Mapping The Haystack Portfolio Across The United States
Hello. It has been a while since I’ve posted here, nearly 3 months. My fingers are well-rested, but my writing prowess is likely rusty, so please forgive any rustiness in this post. I do plan to write a lot more this summer, so stay tuned. In March and April this year, I was on the road a lot — all fun and productive work trips, but also distracting; if the past two months were about being out there and extroverted, I feel a huge wave of introversion coming as the summer comes into focus. I’ve also been working on a project that I cannot yet discuss publicly, but that will be over soon, and we can resume regularly scheduled programming on this site.
Today, I am excited to share some data on the Haystack portfolio as it relates to geography. Over the past year, and especially over the last few days, the Bay Area tech Twitter echo chamber has been tweeting about the advent of remote, or distributed, or satellite teams for their companies across the country and the world. Of course, none of this is new nor should be a surprise — the world is undergoing a massive shift from the industrial age to the information age; technology is spreading horizontally across geographies and into new sectors (and creating new markets), but also seeping deep into industries; the cost of capital is showing no signs of increasing, fueling this incredibly elongated bull run; the spread of Shark Tank culture persists, where tech startups are the cool thing to build or invest in; and the expansion of tech incumbents in the Bay Area, as well as this startup boom, has triggered rapid local inflation, where the main input costs for startups (salaries and rent) are increasing at rate which cuts too deeply into their burn rates.
This is all happening, of course, to a region that doesn’t have a modern public transportation system.
As an investor in startups, there is considerable conventional wisdom around the idea of investing only in the Bay Area. Many investors will not admit it publicly, but they either won’t invest outside the Bay Area (and these investors are successful, mind you) because they feel most big outcomes happen here or because their style of company building engagement requires more frequent interaction. “Get a plane!” chants will come from the Twitter Peanut Gallery, and many VCs do — there are outcomes like Duo in Michigan, Qualtrics in Utah, or Atlassian in Australia.

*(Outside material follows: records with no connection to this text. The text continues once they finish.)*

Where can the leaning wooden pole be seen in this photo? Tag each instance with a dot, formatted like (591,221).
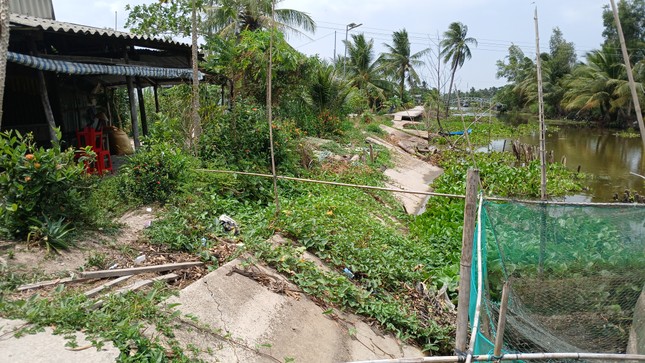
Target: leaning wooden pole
(270,111)
(196,127)
(472,182)
(630,75)
(501,322)
(541,112)
(4,46)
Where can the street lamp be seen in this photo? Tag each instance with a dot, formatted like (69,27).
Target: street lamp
(349,27)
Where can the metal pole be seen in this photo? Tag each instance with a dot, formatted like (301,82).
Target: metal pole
(461,337)
(630,76)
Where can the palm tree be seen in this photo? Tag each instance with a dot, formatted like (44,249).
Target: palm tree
(363,70)
(596,85)
(4,45)
(326,92)
(229,17)
(454,49)
(400,63)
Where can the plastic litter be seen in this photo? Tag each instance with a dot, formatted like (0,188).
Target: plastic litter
(139,260)
(229,224)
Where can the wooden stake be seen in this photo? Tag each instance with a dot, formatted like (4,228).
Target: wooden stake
(47,107)
(139,270)
(4,45)
(270,110)
(630,75)
(472,182)
(541,112)
(501,322)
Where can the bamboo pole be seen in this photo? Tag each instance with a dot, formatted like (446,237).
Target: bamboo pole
(541,111)
(270,112)
(630,75)
(196,125)
(456,196)
(501,322)
(4,46)
(472,182)
(518,356)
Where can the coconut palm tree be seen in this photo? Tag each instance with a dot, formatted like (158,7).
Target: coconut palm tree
(455,49)
(4,45)
(593,86)
(363,71)
(229,17)
(400,63)
(326,93)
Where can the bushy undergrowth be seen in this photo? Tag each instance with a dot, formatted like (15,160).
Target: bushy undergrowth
(122,320)
(40,187)
(155,173)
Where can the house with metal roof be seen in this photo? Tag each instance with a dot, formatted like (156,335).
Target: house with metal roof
(67,73)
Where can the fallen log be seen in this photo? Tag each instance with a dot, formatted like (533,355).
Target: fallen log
(52,282)
(137,285)
(98,289)
(139,270)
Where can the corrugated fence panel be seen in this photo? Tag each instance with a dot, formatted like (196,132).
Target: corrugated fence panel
(37,8)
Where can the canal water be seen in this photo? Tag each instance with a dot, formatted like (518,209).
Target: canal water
(607,159)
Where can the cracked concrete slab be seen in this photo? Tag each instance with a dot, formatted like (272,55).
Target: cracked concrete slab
(241,320)
(47,347)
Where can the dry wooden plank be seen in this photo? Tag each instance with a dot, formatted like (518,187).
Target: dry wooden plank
(51,282)
(139,270)
(98,289)
(137,285)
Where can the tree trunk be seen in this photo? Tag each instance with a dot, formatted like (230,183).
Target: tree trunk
(452,79)
(49,115)
(196,128)
(4,45)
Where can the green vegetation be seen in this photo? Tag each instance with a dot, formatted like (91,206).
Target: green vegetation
(595,90)
(388,253)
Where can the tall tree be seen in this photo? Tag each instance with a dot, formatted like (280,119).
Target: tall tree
(456,50)
(400,63)
(4,46)
(593,87)
(633,24)
(363,71)
(225,17)
(230,17)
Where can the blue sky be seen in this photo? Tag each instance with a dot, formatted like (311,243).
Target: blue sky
(496,24)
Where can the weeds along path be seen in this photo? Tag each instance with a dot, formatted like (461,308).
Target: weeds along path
(409,172)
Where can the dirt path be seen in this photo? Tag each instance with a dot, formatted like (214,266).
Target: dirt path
(409,172)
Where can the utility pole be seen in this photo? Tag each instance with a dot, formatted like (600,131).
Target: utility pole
(630,76)
(348,27)
(334,46)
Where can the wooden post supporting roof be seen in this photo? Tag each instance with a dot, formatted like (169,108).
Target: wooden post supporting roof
(142,108)
(470,209)
(133,112)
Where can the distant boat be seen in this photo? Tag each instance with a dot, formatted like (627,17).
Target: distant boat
(451,133)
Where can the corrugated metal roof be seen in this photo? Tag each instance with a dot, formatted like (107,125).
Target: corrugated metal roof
(59,26)
(38,8)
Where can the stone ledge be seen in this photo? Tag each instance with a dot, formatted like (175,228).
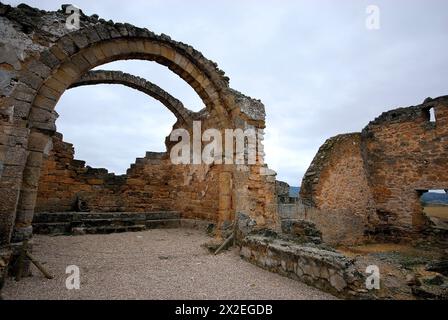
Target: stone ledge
(324,269)
(74,223)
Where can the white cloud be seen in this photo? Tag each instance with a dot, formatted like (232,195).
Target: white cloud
(314,65)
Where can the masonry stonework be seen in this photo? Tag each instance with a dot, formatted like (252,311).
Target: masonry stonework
(369,184)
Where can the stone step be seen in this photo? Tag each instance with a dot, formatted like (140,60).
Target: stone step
(103,223)
(163,224)
(52,228)
(107,222)
(113,229)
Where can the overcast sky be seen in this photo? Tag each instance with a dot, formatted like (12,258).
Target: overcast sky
(314,64)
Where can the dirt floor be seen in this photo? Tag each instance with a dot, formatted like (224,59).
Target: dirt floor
(155,264)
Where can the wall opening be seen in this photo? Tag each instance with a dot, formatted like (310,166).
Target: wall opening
(435,206)
(431,115)
(111,125)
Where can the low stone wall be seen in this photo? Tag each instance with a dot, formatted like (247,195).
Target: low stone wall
(327,270)
(76,223)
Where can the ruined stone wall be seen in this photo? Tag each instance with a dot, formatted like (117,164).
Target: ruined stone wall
(153,183)
(406,153)
(369,184)
(336,190)
(41,58)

For me, as a seed investor, I started to feel this struggle back in 2015. Until then, the overwhelming majority of Haystack investments were in the Bay Area. And then, after a few years, I started to wonder — with all these new startups forming while all these huge growth rounds were happening, how would a founder even be able to recruit after raising a couple of million bucks? Everyone they’d want to hire here either could make a fortune at Facebook, or need a bigger salary as their rents skyrocketed. I didn’t want to fund founders who would then need to transform into professional recruiters — I wanted to find early teams that were already sort-of built up already — and it just so happened I started to find more of them HQ’d outside of the Bay Area. So, Haystack slowly began backing those teams, as well.
In the six years Haystack has been around, here is a rough map of where our investments have been located. You will see we made a lot of seed investments — yes, that was a part of the strategy. You will see the majority are in the Bay Area, and then New York City, and a bit more around LA and Seattle — and things get really scattered. We have been fortunate to have backed many of these of these companies “out of market” that have gone on to raise impressive Series A financings; many of the founders of these companies are in the Bay Area on a monthly or bi-monthly basis, so I see them often in person anyway; and they can take their funding and stretch out their runway, without worrying about their team getting poached every evening at a startup event. The big question still remains to be seen – will this investment activity pay off in terms of returns. I hope so. But, perhaps its as simple as the following — today with Zoom, Slack, and other modern communication tools, it may help certain founders to build in the early-stages outside the Bay Area — where teams can form and bond, where the runway can last a bit longer, and where the team can be insulated from the noise of 2019 San Francisco.